Roles of cyclooxygenase 2 and microsomal prostaglandin E synthase 1 in rat acid reflux oesophagitis.Gut. 2006 Apr; 55(4):450-6.Gut
Although prostaglandin E2 (PGE2), cyclooxygenase 2 (COX-2), and microsomal prostaglandin E synthase 1 (mPGES-1) are known to play a role in various inflammatory events, their roles in the pathogenesis of gastro-oesophageal reflux disease are not known.
We examined the dynamics of COX-1, COX-2, mPGES-1, mPGES-2, cytosolic PGES (cPGES), and PGE2 synthetic activity in rat acid reflux oesophagitis and the effects of COX-2 inhibitors on the severity of oesophagitis.

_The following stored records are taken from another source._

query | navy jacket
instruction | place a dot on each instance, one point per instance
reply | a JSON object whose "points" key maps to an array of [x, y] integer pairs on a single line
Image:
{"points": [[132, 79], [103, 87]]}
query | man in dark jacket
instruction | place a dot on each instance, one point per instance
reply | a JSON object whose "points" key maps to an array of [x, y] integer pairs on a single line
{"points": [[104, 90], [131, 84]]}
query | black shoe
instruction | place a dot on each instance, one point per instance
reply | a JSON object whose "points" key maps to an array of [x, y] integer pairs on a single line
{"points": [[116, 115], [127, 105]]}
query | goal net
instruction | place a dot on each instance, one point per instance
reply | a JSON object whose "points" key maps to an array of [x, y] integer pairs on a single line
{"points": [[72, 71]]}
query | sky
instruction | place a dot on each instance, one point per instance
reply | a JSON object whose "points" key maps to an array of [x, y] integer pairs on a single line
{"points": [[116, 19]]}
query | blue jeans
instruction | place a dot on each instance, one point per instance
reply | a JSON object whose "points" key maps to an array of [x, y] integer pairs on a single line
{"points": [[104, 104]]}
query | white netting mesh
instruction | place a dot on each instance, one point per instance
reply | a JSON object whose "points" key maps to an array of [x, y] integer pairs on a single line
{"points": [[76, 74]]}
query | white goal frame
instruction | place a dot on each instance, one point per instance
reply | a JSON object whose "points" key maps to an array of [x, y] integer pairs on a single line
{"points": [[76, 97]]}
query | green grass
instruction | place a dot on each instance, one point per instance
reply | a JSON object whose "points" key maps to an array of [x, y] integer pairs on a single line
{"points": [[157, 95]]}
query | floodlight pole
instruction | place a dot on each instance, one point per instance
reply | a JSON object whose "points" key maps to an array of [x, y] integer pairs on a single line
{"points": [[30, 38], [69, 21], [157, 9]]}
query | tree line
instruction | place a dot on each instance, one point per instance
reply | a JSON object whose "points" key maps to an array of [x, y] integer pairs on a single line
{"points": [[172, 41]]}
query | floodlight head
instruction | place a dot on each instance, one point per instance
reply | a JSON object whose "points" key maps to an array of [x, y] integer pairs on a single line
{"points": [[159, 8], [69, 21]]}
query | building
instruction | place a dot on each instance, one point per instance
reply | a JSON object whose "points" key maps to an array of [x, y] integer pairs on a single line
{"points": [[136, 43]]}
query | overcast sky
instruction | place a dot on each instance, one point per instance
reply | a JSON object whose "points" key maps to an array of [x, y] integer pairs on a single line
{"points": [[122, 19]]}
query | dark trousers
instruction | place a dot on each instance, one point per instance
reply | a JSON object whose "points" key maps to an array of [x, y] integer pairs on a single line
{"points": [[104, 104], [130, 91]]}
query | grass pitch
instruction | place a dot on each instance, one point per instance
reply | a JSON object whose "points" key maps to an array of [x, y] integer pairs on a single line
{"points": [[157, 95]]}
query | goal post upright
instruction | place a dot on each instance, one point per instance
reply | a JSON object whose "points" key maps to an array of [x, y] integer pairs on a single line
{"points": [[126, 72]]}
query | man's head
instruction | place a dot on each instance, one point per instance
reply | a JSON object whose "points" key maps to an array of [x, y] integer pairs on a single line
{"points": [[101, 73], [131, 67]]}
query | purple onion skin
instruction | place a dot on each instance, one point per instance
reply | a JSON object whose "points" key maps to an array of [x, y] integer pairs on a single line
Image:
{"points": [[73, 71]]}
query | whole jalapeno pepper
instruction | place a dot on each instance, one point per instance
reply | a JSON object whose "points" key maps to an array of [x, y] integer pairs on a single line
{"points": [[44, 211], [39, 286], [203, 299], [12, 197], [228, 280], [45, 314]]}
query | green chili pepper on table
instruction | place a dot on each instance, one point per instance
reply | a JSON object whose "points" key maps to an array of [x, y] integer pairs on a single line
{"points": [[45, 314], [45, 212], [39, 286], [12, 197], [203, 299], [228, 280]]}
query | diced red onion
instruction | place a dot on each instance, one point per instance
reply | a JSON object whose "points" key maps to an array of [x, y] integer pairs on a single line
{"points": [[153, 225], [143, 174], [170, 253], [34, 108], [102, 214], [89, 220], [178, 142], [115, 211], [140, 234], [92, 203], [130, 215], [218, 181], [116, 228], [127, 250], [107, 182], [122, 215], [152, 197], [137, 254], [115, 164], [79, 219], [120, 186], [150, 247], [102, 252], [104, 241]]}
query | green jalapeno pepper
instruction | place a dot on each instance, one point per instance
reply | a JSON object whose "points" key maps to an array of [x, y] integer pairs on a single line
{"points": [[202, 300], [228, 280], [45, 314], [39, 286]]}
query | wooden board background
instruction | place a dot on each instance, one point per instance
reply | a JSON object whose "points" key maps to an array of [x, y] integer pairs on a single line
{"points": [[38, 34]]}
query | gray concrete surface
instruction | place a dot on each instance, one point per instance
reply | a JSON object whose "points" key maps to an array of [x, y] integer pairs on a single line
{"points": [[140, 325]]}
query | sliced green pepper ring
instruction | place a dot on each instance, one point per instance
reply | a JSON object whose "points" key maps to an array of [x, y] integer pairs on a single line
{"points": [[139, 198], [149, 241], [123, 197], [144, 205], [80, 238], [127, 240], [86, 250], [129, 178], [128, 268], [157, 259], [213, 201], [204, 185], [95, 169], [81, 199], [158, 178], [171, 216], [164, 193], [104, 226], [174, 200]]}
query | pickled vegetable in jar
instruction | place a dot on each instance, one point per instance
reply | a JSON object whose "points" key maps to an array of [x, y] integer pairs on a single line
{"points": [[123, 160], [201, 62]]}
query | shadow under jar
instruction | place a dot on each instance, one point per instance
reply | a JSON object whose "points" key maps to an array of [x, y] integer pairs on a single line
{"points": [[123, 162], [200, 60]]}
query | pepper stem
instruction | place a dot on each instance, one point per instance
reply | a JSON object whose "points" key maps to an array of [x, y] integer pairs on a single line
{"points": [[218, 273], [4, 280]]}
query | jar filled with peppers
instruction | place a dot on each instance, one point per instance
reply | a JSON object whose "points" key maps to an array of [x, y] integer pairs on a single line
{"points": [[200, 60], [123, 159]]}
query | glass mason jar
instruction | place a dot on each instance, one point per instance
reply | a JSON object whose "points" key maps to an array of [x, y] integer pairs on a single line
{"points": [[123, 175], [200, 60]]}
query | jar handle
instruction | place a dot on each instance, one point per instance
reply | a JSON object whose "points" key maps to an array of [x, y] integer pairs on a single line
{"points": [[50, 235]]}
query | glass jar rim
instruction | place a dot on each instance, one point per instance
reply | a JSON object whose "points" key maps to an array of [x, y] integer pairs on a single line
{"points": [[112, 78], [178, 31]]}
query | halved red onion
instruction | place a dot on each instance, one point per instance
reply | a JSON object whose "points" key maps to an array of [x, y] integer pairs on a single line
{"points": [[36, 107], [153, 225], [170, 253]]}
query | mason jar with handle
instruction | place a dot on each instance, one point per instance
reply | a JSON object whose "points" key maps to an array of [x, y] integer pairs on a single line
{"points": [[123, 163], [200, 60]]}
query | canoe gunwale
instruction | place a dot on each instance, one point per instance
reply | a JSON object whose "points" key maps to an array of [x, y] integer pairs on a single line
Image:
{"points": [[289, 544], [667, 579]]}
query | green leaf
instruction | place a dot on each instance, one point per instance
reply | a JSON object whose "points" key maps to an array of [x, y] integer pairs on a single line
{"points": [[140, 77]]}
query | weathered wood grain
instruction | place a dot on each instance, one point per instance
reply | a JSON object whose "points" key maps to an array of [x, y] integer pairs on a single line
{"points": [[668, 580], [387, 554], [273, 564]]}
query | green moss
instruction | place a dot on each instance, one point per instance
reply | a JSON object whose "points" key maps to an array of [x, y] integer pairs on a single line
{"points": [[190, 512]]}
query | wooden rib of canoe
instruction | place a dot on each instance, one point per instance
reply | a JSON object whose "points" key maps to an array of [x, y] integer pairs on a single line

Acid reflux oesophagitis was induced by ligating the transitional region between the forestomach and the glandular portion and wrapping the duodenum near the pylorus. Rats were killed on day 3 (acute phase) or day 21 (chronic phase) after induction of oesophagitis.
Expression of COX-2 and mPGES-1 was markedly increased in oesophagitis while modest changes in COX-1, cPGES, and mPGES-2 expression were observed. COX-2 and mPGES-1 were colocalised in epithelial cells of the basal layer, as well as inflammatory and mesenchymal cells in the lamina propria and submucosa. COX-2 inhibitors significantly reduced the severity of chronic oesophagitis but did not affect acute oesophageal lesions. COX-2 inhibitors significantly inhibited the increase in PGE2 synthesis in oesophageal lesions on both days 3 and 21. Epithelial proliferation was significantly increased in the basal layer on day 21. Inflammatory cells and epithelial cells of the basal layer exhibited reactions for EP4 in oesophagitis.
PGE2 derived from COX-2 and mPGES-1 plays a significant role in the pathogenesis of chronic acid reflux oesophagitis, and possibly in basal hyperplasia and persistent inflammatory cell infiltration.